There were no reports of US airstrikes in Libya or Pakistan during 2022.

Methodology note – counting US airstrikes

Iraq and Syria:

Until 2022, Airwars would review AFCENT reporting, press releases published by CJTF-OIR, and other official CENTCOM reports. No AFCENT reports were released in 2022, with only sporadic reporting from CENTCOM and CJTF-OIR throughout the year on strike reporting. To reach estimates of airstrikes in 2022, the following information methodology was applied – see table below for details:

    Where plurals of ‘strikes’ were referenced, Airwars chose a minimum estimate of two airstrikes. However, regarding the Al-Sinaa prison break in Syria, during which CJTF-OIR declared “a series of strikes,” Airwars monitoring of local sources recorded at least 13 incidents where alleged US-led Coalition strikes were reportedly conducted. These incidents allegedly occurred between January 21st and January 28th 2022. Other Syrian-focussed monitoring organisations had estimates of several dozen strikes. When references were only made in official reporting to ‘operations’, without explicit mention to strikes conducted, no strikes were counted. Airwars local monitoring indicates that operations mainly refer to ground actions.
Source Date Language used in official reporting Country Airwars’s estimated number of declared strikes*
CJTF-OIR Jan 4 2022 “four suspects captured” Syria 0
CJTF-OIR Jan 30 2022 “Coalition forces conducted (…) a series of strikes throughout the days-long operation” Syria 13
CJTF-OIR Jun 16 2022 “counterterrorism operation” Syria 0
CENTCOM Jun 27 2022 “CENTCOM Forces conducted a kinetic strike” Syria 1
CENTCOM Jul 12 2022 “U.S. Central Command Forces conducted a UAS strike” Syria 1
CENTCOM Aug 23 2022 “U.S. military forces conducted precision airstrikes” Syria 2
CENTCOM Aug 25 2022 “CENTCOM forces struck at Iran-affiliated militants in the area with AH-64 Apache attack helicopters, AC-130 gunships, and M777 artillery” Syria 3
CENTCOM Dec 11 2022 “Helicopter raid” Syria 0
CENTCOM Dec 16 2022 “6 partnered operations” Syria 0
CENTCOM Dec 20 2022 “three helicopter raids” “partnered operations” Syria 0
CENTCOM Dec 29 2022 “CENTCOM conducted 313 total operations against ISIS in Iraq and Syria” Syria/Iraq 0
Estimated Total Strikes 20

* according to US sources and Airwars Local Monitoring

Reporting from AFRICOM for Somalia was consistent with previous years; in 2022, exact numbers of airstrikes were released routinely throughout the year. In Yemen, CENTCOM press releases were used to monitor declared airstrikes – of which there were none in 2022 – while estimates from The Bureau of Investigative Journalism and Airwars monitoring were used to identify possible or alleged strikes for previous years. See our Yemen data page for a full breakdown.
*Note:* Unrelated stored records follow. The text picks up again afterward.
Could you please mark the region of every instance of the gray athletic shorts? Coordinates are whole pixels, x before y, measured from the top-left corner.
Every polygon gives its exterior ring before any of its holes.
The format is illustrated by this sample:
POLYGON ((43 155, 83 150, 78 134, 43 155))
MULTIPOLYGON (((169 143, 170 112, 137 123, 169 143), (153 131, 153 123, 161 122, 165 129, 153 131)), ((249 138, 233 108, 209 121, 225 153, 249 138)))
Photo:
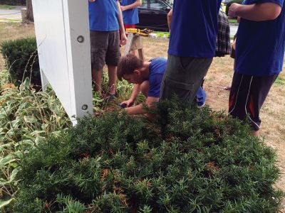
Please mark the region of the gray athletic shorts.
POLYGON ((117 66, 120 60, 119 31, 90 31, 92 69, 102 70, 105 63, 117 66))
POLYGON ((160 99, 192 102, 212 58, 177 57, 168 55, 167 65, 160 87, 160 99))

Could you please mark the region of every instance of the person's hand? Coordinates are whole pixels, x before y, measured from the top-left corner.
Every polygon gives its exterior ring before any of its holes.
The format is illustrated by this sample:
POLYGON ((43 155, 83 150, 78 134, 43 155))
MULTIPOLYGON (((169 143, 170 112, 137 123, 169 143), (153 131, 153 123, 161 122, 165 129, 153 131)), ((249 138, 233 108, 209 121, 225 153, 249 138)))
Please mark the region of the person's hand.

In Afghanistan, Airwars formerly monitored AFCENT reporting – the only reported strike in 2022 was released by the State Department.

It should be noted that the term ‘airstrike’ is also not used consistently across different military forces, and between military commands – see our overview on this here.

For any questions or clarifications on our methodology, please contact info@airwars.org.

Correction issued to update Yemen airstrike data in July 2023 to note the sole inclusion of ‘declared’ strikes in the overall figures for 2020. See below the original sources and extracts Airwars used to assess these 2020 strikes as declared:

    Strike on January 2-3, 2020, though CENTCOM did not confirm the strike, several major news outlets including ABC News and the Washington Post printed comments from US officials who confirmed details of the attack. Strike on January 27, 2020, extract from a White House Statement: “At the direction of President Donald J. Trump, the United States conducted a counterterrorism operation in Yemen that successfully eliminated Qasim al-Rimi”, though not reported via CENTCOM. Strike on May 13, 2020, extract from a press release by the US Department of Justice: “The evidence derived from Alshamrani’s unlocked phones has already proven useful in protecting the American people. In particular, a counterterrorism operation targeting AQAP operative Abdullah al-Maliki, one of Alshamrani’s overseas associates, was recently conducted in Yemen”, though not reported via CENTCOM.